Lumpers also smuggle goods ashore for the crews of vessels. The smuggling of tobacco is so considerable, that it is well worth the while of the sellers of smuggled tobacco to use hydraulic presses, to squeeze a single pound into a package small enough to be contained in an ordinary pocket. Next, said my friend Pea, there were the Truckers – less thieves than smugglers, whose business it was to land more considerable parcels of goods than the Lumpers could manage. They sometimes sold articles of grocery and so forth, to the crews, in order to cloak their real calling, and get aboard without suspicion. Many of them had boats of their own, and made money. Besides these, there were the Dredgermen, who, under pretence of dredging up coals and such like from the bottom of the river, hung about barges and other undecked craft, and when they saw an opportunity, threw any property they could lay their hands on overboard: in order slyly to dredge it up when the vessel was gone.

Sometimes, they dexterously used their dredges to whip away anything that might lie within reach. Some of them were mighty neat at this, and the accomplishment was called dry dredging. Then, there was a vast deal of property, such as copper nails, sheathing, hardwood, habitually brought away by shipwrights and other workmen from their employers' yards, and disposed of to marine store dealers, many of whom escaped detection through hard swearing, and their extraordinary artful ways of accounting for the possession of stolen property. Likewise, there were special–pleading practitioners, for whom barges 'drifted away of their own selves' – they having no hand in it, except first cutting them loose, and afterwards plundering them – innocents, meaning no harm, who had the misfortune to observe those foundlings wandering about the Thames. We were now going in and out, with little noise and great nicety, among the tiers of shipping, whose many hulls, lying close together, rose out of the water like black streets. Here and there, a Scotch, an Irish, or a foreign steamer, getting up her steam as the tide made, looked, with her great chimney and high sides, like a quiet factory among the common buildings. Now, the streets opened into clearer spaces, now contracted into alleys; but the tiers were so like houses, in the dark, that I could almost have believed myself in the narrower bye–ways of Venice.
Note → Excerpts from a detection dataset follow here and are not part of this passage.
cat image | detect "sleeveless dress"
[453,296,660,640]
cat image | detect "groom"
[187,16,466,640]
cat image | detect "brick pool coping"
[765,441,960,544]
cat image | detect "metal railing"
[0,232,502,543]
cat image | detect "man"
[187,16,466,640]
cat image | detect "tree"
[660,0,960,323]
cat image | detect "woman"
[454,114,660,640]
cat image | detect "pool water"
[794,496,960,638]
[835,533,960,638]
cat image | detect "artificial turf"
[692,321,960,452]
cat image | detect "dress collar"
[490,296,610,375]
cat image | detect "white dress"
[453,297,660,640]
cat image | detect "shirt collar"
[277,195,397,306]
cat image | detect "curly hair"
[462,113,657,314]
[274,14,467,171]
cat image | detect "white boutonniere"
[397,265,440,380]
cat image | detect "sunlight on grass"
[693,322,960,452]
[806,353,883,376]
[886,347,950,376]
Everything was wonderfully still; for, it wanted full three hours of flood, and nothing seemed awake but a dog here and there. So we took no Tier–rangers captive, nor any Lumpers, nor Truckers, nor Dredgermen, nor other evil–disposed person or persons; but went ashore at Wapping, where the old Thames Police office is now a station–house, and where the old Court, with its cabin windows looking on the river, is a quaint charge room: with nothing worse in it usually than a stuffed cat in a glass case, and a portrait, pleasant to behold, of a rare old Thames Police officer, Mr Superintendent Evans, now succeeded by his son. We looked over the charge books, admirably kept, and found the prevention so good that there were not five hundred entries in a whole year. Then, we looked into the store–room; where there was an oakum smell, and a nautical seasoning of dreadnought clothing, rope yarn, boat–hooks, sculls and oars, spare stretchers, rudders, pistols, cutlasses, and the like. Then, into the cell, aired high up in the wooden wall through an opening like a kitchen plate–rack: wherein there was a drunken man, not at all warm, and very wishful to know if it were morning yet. Then, into a better sort of watch and ward room, where there was a squadron of stone bottles drawn up, ready to be filled with hot water and applied to any unfortunate creature that might be brought in apparently drowned. Finally, we shook hands with our worthy friend Pea, and ran all the way to Tower Hill, under strong Police suspicion occasionally, before we got warm.